Radebeul. Gleich das erste Gewächs motiviert zum Fachsimpeln. Ein großer, kräftiger, wild und weiß-grün blühender Baum steht noch vor dem eigentlichen Ort des Geschehens. „Ich denke, dass ist eine Waldhimbeere“, sagt ein Besucher zu seiner Begleiterin. Einfach so betreten sie das private Grundstück mit dem riesigen Garten von Familie Hörl im Ortskern von Altserkowitz. Am Sonnabend beim fünften „Tag der offenen Gärten“ ist das erlaubt. Jeder, der die schönsten Gärten Radebeuls sehen will, darf eintreten.

… und Familie Richter von der Oberen Bergstraße.
… und Familie Richter von der Oberen Bergstraße. © Norbert Millauer
Winzer Ralf Walter (4. v. l.) führt zum „Tag des offenen Weinbergs“ Besucher durch den Weinberg Steinrücken in der Finsteren Gasse in Radebeul.
Winzer Ralf Walter (4. v. l.) führt zum „Tag des offenen Weinbergs“ Besucher durch den Weinberg Steinrücken in der Finsteren Gasse in Radebeul. © Norbert Millauer

In diesem Jahr stehen sechs private Gärten offen. Obwohl der von Familie Hörl, die zum ersten Mal mitmacht, eher eine Parkanlage ist. Gerade wird der Platz auch gebraucht, denn viele Besucher sitzen an den zwei Kaffeetischen, an dem die Gastgeberin Kaffee nachschenkt. Drei ältere Damen haben es sich auf einer Schaukel neben einem großen, steinernen Brunnen bequem gemacht. Andere plaudern mit dem Gastgeber, Wasser plätschert in den Brunnen, weiße Sonnenschirme spenden Schatten.

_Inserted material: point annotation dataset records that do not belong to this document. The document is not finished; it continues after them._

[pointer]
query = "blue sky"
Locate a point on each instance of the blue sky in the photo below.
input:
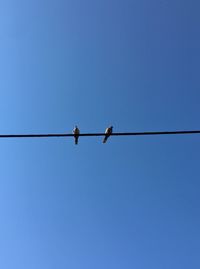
(133, 202)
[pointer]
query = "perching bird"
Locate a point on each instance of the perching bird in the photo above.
(108, 132)
(76, 133)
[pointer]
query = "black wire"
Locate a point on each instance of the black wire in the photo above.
(100, 134)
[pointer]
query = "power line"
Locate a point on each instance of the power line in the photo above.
(100, 134)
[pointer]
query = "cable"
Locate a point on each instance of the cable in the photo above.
(99, 134)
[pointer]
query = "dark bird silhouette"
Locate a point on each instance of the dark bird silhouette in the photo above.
(108, 132)
(76, 133)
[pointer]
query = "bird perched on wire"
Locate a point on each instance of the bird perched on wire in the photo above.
(108, 132)
(76, 133)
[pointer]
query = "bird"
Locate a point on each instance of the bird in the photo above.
(108, 132)
(76, 133)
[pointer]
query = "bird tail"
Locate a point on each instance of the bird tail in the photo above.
(105, 139)
(76, 140)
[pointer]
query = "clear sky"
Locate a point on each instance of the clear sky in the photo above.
(133, 202)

Kaum vorstellbar, dass diese Idylle einmal ein „Messiegrundstück“ war. Doch als die Hörls es im Jahr 2000 kauften, mussten sie erst einmal 17 Autowracks aus dem Garten holen. „Es war ein richtiges Biotop mit Füchsen und Fasanen, hat man uns gesagt“, erzählt die Grundstücksbesitzerin. Auch heute leben hier noch eine Fuchsfamilie und sogar ein dicker Dachs, sagt sie. Mittlerweile ist es aber ein Genießergarten geworden mit Obst, Gemüse und mit unzähligen Blumen angelegt wie ein Park.

Und den wollen viele Besucher sehen. Es gibt selbst gebackenen Quarkkuchen, Kaffee und Eistee. Eine Nachbarin hat eine Torte mitgebracht. Vor zwei Jahren bei der 800-Jahr-Feier in Serkowitz haben die Hörls, wie fast alle Anwohner, ihr Grundstück zum ersten Mal für Besucher geöffnet.

So kam es, dass auch die Nachbarn den wunderschönen Garten sahen und überrascht waren, was es hinter der Gartentür alles zu entdecken gibt. „Wir genießen den Austausch und die Anregungen sehr“, sagen die Gastgeber. Und natürlich auch die vielen Komplimente.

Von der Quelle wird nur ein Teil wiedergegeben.